Act Of Valor was launched to the big screen on February 24th 2012. Act of Valor is a whole new action/adventure film that features active duty SEALs. This movie may have received mixed reviews from critics all over the world but it still gained an audience that wanted to experience a new action film. Here are a couple of movie reviews for Act Of Valor.
Trained SEALs In The Movie: Act Of Valor
“It could be that Murphy and Russell registered as fine actors because they had good scripts and better directors; Russell, who won both the Supporting Actor Oscar and an honorary Academy Award “for bringing hope and courage to his fellow veterans,” was directed in Best Years by three-time Oscar winner William Wyler. Rorke and Dave, the central performers in Act of Valor, had no such luck. The screenplay, credited to 300 co-scripter Kurt Johnstad (though he is barely mentioned in the press notes about the project), is heavy on military jargon downrange — “We got about 4.7 clicks at 3-5-5″ — and, back home, dewy bonding with Team members and fretful families. One SEAL has five kids, another is expecting his first child. One carries his grandfather’s American flag in his uniform pocket. On and on, clichés pretending to be insights.
McCoy and Waugh, known as the Bandito Brothers, can assemble complex battle scenes, including an early skirmish that demonstrates all three of the Team’s skills: parachuting to the ground, maneuvering silently under swamp water and creeping unseen toward an enemy compound. (SEAL is an acronym for Sea, Air and Land.) The Banditos stumble, though, when they try getting the real soldiers to speak with passion or coherence. Fighting is a learned skill; so is acting. And the SEAL stars are plausible only when on maneuvers — performing as their own stunt doubles. The SEALs, who Johnstad says appeared in the film only on vacation time, certainly look the rugged, handsome part; but we can’t tell if they could really act, since the characters they’re meant to play are only heroic cardboard cutouts.”
Act Of Valor: A Real Peak At Our Men Of Valor
“Act of Valor is a different kind of movie that should not be judged on typical movie standards, which may be why many critics are giving it a negative rating. Anyone who doesn’t do their homework by reading about the film probably won’t know why director Mike “Mouse” McCoy and producer Scott Waugh became involved with this project. Fortunately, at the beginning of the film, both men explain about their backgrounds, what they do, and why they made Act of Valor.
In 2007 McCoy and Waugh’s production company Bandito Brothers, made a short documentary about the U.S. Naval Special Warfare Combatant-Craft Crewmen. Somewhat of a recruiting video, they wanted to detail the SEALS’ impressive skills in performing sensitive and dangerous assignments. This led to their idea for a movie that would capture authentic action as well as contain a lot of value and convincing messaging.

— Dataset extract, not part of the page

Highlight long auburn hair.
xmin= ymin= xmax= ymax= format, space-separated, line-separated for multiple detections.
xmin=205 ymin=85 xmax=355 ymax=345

Act of Valor focuses on a few covert missions that a highly trained force of Navy SEALS is deployed to handle. The plot could be any military -type action-driven film where bullets fly, people die, and blood is shed. The only difference here? Action of the SEALS gets depicted by real-life SEALS, most still on active duty. McCoy and Waugh went through rigorous months of jumping through hoops to obtain official permission to film the SEALS simulating actual combat and even using live fire during the shoot.”